The most frequent common characteristics, the report said, were "inexplicable unprovoked" events with the victim being a person nearby. There was no indication of prior history of similar behavior in the patient.
Mr. Moore of the safe medication practices group said his study found Chantix to have the most disproportionate association with violence of the 1,700 drugs his group studies.
There are numerous clinical Pfizer studies stating Chantix is safe and effective that the FDA reviewed before approving its use in 2006. But those early trials didn't include real-life conditions of smokers, which can include mental conditions and chronic illnesses.
But since the drug went on the market, the FDA has received reports of 279 suicides, 9,600 serious adverse events and 30,000 adverse events. None has been confirmed to be linked directly to Chantix, but the FDA uses such events to spot potential drug effects and help determine whether health-risk labeling is required.
Although Chantix now carries a black-box warning, the lawsuit filed by the Wain couple's estate says no such warning was on the product when Mr. Wain received his prescription in 2007.

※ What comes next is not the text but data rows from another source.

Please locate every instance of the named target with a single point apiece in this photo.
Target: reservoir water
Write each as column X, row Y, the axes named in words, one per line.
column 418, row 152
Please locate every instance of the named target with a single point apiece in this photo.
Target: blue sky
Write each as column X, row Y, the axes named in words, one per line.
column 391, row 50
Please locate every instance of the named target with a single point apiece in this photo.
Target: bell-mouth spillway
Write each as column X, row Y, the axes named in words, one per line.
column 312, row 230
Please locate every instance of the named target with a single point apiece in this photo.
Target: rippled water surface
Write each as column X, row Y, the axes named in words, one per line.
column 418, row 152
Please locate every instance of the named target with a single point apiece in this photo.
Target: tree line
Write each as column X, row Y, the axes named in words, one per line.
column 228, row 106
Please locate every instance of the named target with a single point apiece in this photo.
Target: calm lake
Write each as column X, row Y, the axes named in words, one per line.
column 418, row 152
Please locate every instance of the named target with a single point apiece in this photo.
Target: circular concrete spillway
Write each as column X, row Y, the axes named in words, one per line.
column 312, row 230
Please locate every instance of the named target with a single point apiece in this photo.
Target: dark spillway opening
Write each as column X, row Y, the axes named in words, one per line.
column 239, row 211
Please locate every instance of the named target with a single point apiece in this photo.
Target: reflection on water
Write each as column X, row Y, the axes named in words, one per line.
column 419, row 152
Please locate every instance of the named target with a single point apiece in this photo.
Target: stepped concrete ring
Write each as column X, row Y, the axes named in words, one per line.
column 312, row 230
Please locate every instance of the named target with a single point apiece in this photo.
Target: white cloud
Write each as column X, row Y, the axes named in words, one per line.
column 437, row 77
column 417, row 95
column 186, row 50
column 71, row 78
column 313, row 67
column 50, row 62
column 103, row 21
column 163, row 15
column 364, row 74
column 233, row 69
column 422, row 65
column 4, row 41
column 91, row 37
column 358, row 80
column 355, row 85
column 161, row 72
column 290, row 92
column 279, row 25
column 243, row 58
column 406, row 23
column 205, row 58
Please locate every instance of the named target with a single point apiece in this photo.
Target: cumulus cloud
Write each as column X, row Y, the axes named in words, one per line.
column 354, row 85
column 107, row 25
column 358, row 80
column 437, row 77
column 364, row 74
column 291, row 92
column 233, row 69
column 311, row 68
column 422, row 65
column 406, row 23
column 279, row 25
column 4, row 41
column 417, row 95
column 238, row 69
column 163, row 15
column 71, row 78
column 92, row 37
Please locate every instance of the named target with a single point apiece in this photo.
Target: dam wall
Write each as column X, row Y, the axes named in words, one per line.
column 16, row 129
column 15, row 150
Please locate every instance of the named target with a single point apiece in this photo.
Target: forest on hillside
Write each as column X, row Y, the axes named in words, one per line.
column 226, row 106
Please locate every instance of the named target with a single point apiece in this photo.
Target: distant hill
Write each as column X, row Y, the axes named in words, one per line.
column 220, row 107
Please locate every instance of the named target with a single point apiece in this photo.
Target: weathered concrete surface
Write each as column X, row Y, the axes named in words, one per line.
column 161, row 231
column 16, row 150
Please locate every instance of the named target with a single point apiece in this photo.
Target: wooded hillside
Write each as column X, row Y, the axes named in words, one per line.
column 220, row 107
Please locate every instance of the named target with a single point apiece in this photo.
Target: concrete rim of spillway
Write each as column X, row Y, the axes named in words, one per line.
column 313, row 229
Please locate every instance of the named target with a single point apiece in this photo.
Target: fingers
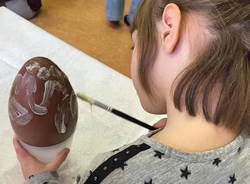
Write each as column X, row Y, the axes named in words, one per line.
column 59, row 159
column 20, row 151
column 161, row 123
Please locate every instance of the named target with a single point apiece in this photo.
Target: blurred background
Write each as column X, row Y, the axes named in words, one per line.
column 83, row 24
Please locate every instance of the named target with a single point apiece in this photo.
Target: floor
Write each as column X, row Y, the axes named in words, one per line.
column 83, row 24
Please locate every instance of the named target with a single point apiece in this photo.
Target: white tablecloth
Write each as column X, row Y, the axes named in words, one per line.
column 97, row 131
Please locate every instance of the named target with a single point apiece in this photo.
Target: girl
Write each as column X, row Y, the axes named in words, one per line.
column 191, row 60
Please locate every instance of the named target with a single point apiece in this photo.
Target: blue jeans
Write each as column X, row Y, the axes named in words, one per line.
column 115, row 9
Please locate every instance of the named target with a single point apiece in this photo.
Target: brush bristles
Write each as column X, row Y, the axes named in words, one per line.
column 85, row 98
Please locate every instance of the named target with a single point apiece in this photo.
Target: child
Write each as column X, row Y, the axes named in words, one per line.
column 191, row 60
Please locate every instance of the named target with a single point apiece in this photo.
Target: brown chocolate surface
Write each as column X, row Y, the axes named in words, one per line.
column 42, row 106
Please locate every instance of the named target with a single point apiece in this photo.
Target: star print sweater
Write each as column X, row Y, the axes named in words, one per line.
column 147, row 161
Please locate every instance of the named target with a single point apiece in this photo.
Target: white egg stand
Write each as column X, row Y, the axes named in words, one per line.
column 47, row 154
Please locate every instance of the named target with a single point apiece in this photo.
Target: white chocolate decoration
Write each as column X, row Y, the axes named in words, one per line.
column 22, row 116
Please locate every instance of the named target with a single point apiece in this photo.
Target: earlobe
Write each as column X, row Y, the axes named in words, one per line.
column 171, row 19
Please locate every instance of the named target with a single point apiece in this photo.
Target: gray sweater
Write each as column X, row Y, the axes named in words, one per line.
column 147, row 161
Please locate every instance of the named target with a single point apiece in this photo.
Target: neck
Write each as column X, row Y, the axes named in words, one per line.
column 192, row 134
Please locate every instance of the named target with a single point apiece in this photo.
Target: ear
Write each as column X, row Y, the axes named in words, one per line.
column 171, row 19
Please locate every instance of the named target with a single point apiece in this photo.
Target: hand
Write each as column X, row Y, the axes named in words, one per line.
column 161, row 123
column 30, row 165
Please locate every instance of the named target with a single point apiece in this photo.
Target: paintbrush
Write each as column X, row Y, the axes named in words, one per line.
column 114, row 111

Despite repeated denials that Chantix use can cause behavioral changes, Pfizer told Congress in August 2008 that prior to Nov. 20, 2007, it had received 322 reports of suicidal thoughts, 37 reports of suicide attempts or suicidal behavior and 16 reports of completed suicides.
Pfizer, however, said it has acted responsibly at all times in regard to Chantix.
"To date, Chantix has been studied in more than 30 clinical trials involving more than 80,000 smokers who took the medicine, and none of them found any reliable scientific evidence that Chantix causes the neuropsychiatric events alleged in many of the lawsuits," it said. "The company is continuing to study the medicine in certain populations and will vigorously defend it in the litigation."
But the Wain estate lawsuit claims available data "is inconclusive, but suggests the efficacy of Chantix appears to be no better than placebo or the nicotine patch."
The lawsuit also says the Wain children "have suffered mental anguish, pain and distress, torment, suffering, and emotional distress by unexpectedly and shockingly finding their parents had been killed."